“World is crazier and more of it than we think,
Incorrigibly plural.
I peel and portion
A tangerine and spit the pips and feel
The drunkenness of things being various.”
– Louise MacNeise ‘Snow’
I am an Englishman. I grew up in an English village. I went to a school full of English kids. My parents, my teachers, my outlook: everything was English.
Then, after leaving school, I went to live in a remote village in Africa for a year. And for the first time I got a sense of how narrow my world had been. I love Britain and much about life here. But less than 1% of the world’s people live here. It was time for me to hit the road, to see what life meant for the other 99%.
It took me over four years to scratch the wanderlust. During that time I cycled the length of the Earth’s three major landmasses. After racking up 46,000 miles of road I had more of an understanding of the variety of our world. It was more than physical diversity (Chinese kids laughing at my long nose, Africans comparing my pasty coloured face with their own, Panamanian Indians stroking the hair on my arms in wonder…). It was more than the exhilarating scope of landscapes, a Siberian winter and a Sudanese summer; the depths of the Dead Sea, the Andean passes. It was more than learning different handshakes in Africa, eating with chopsticks in China, or Bulgarians nodding their heads to signal “no” and shaking them side-to-side for “yes”. The real reward for my journey was understanding a little more about where I fitted in to the framework of the world; to realise how beautiful and fragile our environments are; to have felt safe and welcome on five continents, even in regions more renowned for bad news than good: the Middle East, Zimbabwe, the Caucasus.

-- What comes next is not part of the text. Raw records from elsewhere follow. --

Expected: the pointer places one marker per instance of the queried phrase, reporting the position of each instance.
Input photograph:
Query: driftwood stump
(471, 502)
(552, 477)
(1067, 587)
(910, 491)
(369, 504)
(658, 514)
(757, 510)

A liberating side effect of spending years when everyone I met thought I was a bit weird and different was realising that there is no such thing as “normal”. The appeals of travel – markets, street life, meeting people – is all about seeing different version of “normal”. Pedal far enough from your front door and you will discover that your definition of normal life and normal priorities are very different to most people’s.
Since I returned from the ride I have been far less constrained by other people’s opinions. I have tried to do the things that I want to do and to do them to the best of my ability. I have focussed on things that I care about and think are important rather than those that the conventions of the tiny society I happen to live amongst deem to be important. On the other side of the coin I try to be more open-minded to the ways of others.
There is no normal. There is no perfect lifestyle. There is only a perfect way of life for you. The important thing is to work out what that is and then pursue it with relentless passion.
A version of this article first appeared in Lightworker magazine.